I am trying to prove that $\langle x-a, y-b, z-c\rangle$ is a maximal ideal in $K[x,y,z]$, where $K$ is a field.
My guess:
Define the homorphism from $K[x,y,z]\rightarrow K$ as $$f(x,y,z)\mapsto f(a,b,c)$$
This is a surjective homomorphism and the image is a field. So if we can show that the kernel is the ideal $\langle x-a, y-b, z-c\rangle$, then we are done. It is clear that $$\langle x-a, y-b, z-c\rangle\subseteq\text{Kernel}$$
How to prove the other inclusion ?
For any $f\in K[x,y,z]$, by long division, we may write $f(x,y,z)=p(x,y,z)(x-a)+g(y,z)$ where $p$ and $g$ are polynomials. And then $g(y,z)=q(y,z)(y-b) + h(z)$, and finally $h(z)=r(z)(z-c)+k$ where $k$ is a constant.
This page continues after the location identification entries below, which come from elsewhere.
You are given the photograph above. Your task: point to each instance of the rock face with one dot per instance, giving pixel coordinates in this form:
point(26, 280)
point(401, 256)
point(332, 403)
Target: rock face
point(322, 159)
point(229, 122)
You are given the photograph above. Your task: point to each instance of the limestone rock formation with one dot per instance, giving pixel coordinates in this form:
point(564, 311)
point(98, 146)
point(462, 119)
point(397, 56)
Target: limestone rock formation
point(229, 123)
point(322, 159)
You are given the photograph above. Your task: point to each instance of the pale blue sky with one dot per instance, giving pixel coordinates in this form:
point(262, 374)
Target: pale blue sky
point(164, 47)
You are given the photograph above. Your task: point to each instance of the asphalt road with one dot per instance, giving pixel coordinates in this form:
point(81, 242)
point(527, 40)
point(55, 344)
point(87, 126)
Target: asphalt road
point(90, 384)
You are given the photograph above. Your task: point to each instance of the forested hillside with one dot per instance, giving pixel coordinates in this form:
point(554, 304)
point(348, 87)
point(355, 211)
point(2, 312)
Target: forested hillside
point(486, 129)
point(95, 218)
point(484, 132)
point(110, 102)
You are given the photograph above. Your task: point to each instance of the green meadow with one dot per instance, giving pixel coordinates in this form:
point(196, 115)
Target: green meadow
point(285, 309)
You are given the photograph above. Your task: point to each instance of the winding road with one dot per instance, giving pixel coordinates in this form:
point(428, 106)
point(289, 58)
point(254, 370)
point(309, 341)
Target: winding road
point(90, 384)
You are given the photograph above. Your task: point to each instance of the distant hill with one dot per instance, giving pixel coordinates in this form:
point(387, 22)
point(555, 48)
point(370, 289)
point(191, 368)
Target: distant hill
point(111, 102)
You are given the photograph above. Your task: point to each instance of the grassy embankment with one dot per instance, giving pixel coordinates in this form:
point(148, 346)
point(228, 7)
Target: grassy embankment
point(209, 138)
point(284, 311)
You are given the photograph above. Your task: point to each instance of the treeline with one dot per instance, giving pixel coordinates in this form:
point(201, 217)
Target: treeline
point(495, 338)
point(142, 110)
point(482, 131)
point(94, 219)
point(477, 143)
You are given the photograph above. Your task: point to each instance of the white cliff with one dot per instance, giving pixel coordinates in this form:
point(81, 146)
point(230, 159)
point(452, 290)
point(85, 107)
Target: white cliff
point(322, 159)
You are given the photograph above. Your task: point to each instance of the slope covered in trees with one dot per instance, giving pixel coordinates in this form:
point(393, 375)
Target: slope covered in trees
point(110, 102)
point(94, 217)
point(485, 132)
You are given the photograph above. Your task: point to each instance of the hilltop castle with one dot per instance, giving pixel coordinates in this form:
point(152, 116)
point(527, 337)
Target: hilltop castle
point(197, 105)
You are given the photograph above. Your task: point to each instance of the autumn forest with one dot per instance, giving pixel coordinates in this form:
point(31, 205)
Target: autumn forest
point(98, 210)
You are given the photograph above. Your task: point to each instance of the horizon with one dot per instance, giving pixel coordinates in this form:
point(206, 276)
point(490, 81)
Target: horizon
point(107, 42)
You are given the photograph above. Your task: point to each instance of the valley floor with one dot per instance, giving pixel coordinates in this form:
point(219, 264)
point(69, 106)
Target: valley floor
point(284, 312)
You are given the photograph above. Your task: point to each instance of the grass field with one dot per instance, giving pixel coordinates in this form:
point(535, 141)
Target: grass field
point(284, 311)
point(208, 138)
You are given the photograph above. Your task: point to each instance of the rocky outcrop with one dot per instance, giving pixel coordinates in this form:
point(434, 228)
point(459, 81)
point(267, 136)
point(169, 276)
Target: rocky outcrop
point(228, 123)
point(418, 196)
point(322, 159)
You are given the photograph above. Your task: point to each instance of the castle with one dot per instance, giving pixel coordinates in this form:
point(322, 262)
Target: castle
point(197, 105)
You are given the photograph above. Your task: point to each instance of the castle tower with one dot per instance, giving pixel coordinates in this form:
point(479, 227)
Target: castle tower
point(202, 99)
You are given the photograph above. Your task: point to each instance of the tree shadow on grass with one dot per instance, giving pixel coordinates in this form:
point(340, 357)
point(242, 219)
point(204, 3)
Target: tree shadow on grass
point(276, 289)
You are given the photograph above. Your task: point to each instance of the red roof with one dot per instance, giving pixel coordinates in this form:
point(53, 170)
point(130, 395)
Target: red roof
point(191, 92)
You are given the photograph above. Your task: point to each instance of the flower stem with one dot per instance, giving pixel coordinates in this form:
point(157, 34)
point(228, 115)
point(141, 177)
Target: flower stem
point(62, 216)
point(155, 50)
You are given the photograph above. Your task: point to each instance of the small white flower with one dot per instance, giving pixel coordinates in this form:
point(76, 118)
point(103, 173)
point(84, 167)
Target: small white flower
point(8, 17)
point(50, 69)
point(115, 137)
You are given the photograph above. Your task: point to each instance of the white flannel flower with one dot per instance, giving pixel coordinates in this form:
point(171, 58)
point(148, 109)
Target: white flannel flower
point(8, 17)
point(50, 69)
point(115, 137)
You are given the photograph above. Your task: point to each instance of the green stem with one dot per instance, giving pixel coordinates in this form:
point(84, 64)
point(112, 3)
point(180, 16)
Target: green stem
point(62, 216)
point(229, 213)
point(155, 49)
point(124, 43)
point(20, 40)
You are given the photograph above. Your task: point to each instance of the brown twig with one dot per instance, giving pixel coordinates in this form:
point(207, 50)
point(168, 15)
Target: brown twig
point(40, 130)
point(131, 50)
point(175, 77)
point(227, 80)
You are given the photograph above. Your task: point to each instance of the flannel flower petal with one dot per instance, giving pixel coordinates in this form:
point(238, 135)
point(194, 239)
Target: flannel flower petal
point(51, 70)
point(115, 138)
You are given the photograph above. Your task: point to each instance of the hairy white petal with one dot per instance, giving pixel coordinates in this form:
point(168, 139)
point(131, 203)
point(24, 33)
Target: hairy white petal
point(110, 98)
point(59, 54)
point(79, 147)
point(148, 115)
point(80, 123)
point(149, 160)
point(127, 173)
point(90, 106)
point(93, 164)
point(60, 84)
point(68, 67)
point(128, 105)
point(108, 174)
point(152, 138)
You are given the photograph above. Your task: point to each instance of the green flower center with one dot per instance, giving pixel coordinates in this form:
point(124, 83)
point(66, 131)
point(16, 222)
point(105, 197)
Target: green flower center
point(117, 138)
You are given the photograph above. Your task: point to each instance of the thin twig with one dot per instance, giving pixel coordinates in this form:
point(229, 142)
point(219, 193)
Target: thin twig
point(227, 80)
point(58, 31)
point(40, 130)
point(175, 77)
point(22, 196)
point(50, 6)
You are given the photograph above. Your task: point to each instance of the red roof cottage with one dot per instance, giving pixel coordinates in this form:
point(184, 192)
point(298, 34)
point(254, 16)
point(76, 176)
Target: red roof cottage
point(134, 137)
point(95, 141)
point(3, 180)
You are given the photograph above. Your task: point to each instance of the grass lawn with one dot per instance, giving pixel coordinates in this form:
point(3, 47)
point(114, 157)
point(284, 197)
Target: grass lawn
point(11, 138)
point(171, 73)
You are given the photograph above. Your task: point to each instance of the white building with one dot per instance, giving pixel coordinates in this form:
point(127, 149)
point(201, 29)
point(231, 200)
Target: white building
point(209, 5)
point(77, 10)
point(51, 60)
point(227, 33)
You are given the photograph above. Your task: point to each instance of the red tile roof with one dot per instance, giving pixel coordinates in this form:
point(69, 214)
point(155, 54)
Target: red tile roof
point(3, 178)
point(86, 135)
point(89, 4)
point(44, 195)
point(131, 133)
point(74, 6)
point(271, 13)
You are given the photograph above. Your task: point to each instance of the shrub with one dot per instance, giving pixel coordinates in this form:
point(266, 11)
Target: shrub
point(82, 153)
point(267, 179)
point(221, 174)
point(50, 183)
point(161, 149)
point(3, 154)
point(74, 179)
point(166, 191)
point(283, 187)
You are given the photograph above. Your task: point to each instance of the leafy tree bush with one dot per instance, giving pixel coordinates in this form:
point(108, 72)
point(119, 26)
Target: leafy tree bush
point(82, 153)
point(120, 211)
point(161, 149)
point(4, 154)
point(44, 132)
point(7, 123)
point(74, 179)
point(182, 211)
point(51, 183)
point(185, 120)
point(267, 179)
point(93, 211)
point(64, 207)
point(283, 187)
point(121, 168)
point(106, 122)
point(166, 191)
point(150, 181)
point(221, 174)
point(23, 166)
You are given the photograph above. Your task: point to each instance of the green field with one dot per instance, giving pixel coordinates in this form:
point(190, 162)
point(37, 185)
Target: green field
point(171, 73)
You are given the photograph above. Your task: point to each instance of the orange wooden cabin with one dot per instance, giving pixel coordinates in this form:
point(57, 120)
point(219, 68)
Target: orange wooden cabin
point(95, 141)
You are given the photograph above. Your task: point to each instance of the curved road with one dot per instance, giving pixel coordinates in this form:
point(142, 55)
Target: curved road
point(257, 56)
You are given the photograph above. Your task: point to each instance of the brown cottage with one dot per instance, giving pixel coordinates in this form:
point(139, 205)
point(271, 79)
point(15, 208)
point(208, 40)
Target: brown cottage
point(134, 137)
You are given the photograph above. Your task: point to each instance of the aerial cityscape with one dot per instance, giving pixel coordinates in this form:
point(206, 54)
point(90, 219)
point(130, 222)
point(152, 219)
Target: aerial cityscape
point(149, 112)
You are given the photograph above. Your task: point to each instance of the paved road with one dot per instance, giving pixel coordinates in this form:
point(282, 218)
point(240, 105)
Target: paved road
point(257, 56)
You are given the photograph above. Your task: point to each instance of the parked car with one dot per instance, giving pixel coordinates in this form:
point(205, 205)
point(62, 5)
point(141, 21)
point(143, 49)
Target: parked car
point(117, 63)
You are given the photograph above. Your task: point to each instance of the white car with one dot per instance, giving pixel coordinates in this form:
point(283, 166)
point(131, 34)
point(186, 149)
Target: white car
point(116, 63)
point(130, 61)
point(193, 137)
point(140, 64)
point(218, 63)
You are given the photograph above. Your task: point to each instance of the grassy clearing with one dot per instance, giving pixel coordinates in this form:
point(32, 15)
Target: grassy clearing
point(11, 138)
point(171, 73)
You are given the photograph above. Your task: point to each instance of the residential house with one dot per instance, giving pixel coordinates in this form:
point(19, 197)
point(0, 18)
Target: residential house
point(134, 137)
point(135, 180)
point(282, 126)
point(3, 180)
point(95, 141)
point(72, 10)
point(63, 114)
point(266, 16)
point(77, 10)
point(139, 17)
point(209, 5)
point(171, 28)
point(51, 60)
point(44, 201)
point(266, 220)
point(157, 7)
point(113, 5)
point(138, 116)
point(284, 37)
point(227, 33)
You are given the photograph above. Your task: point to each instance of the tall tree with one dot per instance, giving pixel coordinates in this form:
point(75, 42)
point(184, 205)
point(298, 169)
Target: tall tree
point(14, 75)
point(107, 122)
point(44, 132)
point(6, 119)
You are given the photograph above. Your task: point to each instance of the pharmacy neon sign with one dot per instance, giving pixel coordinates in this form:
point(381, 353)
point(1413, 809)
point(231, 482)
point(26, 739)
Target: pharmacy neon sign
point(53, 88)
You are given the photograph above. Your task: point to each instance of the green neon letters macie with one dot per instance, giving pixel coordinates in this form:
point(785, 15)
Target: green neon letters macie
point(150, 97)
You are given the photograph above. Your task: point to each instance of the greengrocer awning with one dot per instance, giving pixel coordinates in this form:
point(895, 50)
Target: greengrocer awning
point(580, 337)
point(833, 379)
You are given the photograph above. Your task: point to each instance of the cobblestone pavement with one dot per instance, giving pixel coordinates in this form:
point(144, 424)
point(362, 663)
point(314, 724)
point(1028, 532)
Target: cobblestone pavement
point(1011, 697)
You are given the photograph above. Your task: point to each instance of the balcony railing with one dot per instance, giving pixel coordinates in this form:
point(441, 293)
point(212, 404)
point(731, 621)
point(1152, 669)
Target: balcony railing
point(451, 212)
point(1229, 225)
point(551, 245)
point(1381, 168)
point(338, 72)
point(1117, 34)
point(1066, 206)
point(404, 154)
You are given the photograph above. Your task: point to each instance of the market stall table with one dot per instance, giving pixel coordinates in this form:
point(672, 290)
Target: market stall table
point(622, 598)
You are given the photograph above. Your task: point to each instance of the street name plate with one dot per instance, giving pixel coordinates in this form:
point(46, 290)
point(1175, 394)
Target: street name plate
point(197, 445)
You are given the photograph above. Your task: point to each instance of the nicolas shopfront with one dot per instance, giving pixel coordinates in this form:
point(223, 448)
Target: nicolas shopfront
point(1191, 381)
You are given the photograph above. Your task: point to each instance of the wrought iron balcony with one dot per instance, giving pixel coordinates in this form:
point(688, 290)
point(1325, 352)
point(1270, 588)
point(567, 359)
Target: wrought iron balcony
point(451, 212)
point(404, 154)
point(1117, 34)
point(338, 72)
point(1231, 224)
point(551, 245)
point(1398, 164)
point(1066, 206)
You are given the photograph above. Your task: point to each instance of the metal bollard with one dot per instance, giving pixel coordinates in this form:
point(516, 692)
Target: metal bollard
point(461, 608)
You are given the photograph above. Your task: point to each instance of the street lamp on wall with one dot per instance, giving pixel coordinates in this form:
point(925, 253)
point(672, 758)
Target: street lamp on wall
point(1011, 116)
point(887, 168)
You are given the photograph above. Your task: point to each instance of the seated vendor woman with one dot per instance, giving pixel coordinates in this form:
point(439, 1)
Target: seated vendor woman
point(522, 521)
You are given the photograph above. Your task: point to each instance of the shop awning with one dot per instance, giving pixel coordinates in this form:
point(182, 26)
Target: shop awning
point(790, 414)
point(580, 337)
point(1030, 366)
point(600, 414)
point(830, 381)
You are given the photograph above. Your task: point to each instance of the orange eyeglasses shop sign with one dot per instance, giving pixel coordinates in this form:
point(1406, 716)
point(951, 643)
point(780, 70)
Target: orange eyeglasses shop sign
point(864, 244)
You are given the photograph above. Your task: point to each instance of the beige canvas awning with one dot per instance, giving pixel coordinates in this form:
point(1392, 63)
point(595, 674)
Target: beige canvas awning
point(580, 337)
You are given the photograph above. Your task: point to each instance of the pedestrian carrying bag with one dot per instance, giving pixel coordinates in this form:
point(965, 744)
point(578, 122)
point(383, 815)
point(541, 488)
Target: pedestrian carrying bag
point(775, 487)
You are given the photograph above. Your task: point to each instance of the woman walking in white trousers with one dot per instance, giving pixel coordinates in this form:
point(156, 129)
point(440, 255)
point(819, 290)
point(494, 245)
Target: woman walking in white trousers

In total, this gives $$ f(x,y,z)=p(x,y,z)(x-a)+q(y,z)(y-b)+r(z)(z-c)+k $$ If $f$ is in the kernel of the evaluation homomorphism, we have $f(a,b,c)=0$, which forces $k=0$. (In fact, in general, the image of $f$ under the evaluation homomorphism is $k$.)